Participation in Early Head Start (EHS) can help prevent child abuse and other maltreatment, as well as support other positive long-term family stability outcomes. That’s according to a study published in Child Trends this month, which linked EHS enrollment data to child welfare reports in 15 states, over 16 years.
Beth Green, Portland State University’s Director of Early Childhood and Family Support Research at the Center for Improvement of Child and Family Services, and one of the study’s co-authors said that the ability to look at not just program outcomes, but the factors that drive those outcomes was the most important takeaway from the study.
“The validating thing to me was that we were able to pull out some of the key mechanisms [of change], supporting the idea that you have to address family-level characteristics and issues as well,” she said. “Those can really set families and kids on a trajectory that is protective.”
Though a reduction in child maltreatment is not an explicit goal of Early Head Start, Green and her PSU colleagues, Carrier Furrer and Mary Beth Sanders, along with researchers from Child Trends and Boston Children’s Hospital found that children participating in the program at age three were 10–22 percent less likely to be involved in the child welfare system.

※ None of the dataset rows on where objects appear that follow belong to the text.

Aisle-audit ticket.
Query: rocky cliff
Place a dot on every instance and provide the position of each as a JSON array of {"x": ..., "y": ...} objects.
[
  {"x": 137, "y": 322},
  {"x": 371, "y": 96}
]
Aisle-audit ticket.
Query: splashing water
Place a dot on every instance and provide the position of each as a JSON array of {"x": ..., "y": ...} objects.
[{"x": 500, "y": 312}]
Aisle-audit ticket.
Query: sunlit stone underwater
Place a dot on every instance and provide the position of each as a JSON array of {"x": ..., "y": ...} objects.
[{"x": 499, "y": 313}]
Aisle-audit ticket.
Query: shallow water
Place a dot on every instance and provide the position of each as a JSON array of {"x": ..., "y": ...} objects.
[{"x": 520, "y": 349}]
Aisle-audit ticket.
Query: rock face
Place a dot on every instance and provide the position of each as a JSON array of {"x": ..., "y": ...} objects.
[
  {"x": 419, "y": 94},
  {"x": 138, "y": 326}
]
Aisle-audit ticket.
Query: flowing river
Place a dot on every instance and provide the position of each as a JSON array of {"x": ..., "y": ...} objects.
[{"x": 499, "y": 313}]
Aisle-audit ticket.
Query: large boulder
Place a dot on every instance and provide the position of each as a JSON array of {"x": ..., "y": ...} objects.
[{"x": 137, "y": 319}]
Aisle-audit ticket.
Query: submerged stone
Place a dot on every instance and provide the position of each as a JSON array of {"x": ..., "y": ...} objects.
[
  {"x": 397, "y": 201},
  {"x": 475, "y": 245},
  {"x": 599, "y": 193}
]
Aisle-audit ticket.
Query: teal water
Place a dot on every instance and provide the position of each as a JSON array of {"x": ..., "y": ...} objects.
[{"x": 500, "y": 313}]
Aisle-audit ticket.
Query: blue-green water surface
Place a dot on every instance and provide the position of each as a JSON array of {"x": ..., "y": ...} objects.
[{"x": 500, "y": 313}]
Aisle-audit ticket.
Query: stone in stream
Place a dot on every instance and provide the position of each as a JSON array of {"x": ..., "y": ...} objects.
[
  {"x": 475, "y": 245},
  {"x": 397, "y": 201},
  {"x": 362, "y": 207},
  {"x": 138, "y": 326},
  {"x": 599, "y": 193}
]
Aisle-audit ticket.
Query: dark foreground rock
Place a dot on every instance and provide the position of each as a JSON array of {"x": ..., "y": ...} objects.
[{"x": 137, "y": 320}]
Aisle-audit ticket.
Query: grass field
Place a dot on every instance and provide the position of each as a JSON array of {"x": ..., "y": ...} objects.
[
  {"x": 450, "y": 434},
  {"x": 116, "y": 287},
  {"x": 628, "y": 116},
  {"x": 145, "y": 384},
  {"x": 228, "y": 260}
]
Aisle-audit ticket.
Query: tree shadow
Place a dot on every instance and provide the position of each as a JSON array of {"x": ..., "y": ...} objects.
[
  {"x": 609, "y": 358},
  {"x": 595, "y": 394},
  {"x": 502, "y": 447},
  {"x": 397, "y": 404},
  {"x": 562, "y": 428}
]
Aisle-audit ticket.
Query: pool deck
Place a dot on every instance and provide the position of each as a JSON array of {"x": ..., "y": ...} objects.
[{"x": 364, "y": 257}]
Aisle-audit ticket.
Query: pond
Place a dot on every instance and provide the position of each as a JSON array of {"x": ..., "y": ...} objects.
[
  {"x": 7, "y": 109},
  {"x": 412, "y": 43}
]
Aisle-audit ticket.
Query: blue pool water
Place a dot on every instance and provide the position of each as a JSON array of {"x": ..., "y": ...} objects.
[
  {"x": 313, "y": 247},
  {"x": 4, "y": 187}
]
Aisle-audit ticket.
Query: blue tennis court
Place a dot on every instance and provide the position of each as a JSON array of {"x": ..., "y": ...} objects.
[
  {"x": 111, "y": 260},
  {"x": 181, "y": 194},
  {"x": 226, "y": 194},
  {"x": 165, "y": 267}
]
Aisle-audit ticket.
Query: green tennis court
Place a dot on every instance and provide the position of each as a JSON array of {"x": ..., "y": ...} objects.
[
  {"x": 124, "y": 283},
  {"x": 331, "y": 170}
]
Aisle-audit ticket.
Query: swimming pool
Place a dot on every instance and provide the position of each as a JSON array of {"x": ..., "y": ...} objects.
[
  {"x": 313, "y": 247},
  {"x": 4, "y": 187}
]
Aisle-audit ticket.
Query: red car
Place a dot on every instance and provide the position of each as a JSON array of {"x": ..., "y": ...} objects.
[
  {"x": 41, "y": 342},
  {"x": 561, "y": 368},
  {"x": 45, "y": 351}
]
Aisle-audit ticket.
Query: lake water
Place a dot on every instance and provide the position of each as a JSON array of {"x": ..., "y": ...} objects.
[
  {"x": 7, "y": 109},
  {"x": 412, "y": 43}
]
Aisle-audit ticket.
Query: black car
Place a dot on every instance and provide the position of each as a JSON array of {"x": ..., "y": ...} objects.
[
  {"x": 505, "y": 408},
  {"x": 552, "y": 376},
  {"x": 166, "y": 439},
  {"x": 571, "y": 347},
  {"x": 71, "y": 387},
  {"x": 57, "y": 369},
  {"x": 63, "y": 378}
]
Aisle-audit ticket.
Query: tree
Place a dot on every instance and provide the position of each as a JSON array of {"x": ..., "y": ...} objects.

Authors credited this to improved parent-child relationships fostered through reductions in family conflict and parenting-related stress, parent education to support warm and nurturing relationships, and the children’s improved cognitive development. The study also found long-term reduction in child maltreatment, defined as substantiated reports of child neglect, physical, and/or sexual abuse.
Green noted two major challenges in conducting the study: Overcoming barriers to access child-level data sets and reconciling the variability in how states maintained those records. Negotiating agreements just to obtain the data took anywhere from 7–42 months, while acquiring the data took another 9–12 months, requiring an attitude and approach that Green summed up as, “Don’t ever say die. We were committed. I described our approach as a friendly pit bull.”
In the end, Green was pleased to find that, “we were actually able to match a reasonable number of kids and the data made sense…It’s incredibly validating and important for the field.”
Early Head Start, one of the largest federally-funded programs for infants and toddlers ages 0–3, currently serves just a small percentage of eligible families. It touts a two-generation approach to early childhood programming that includes parent education and support as a key element.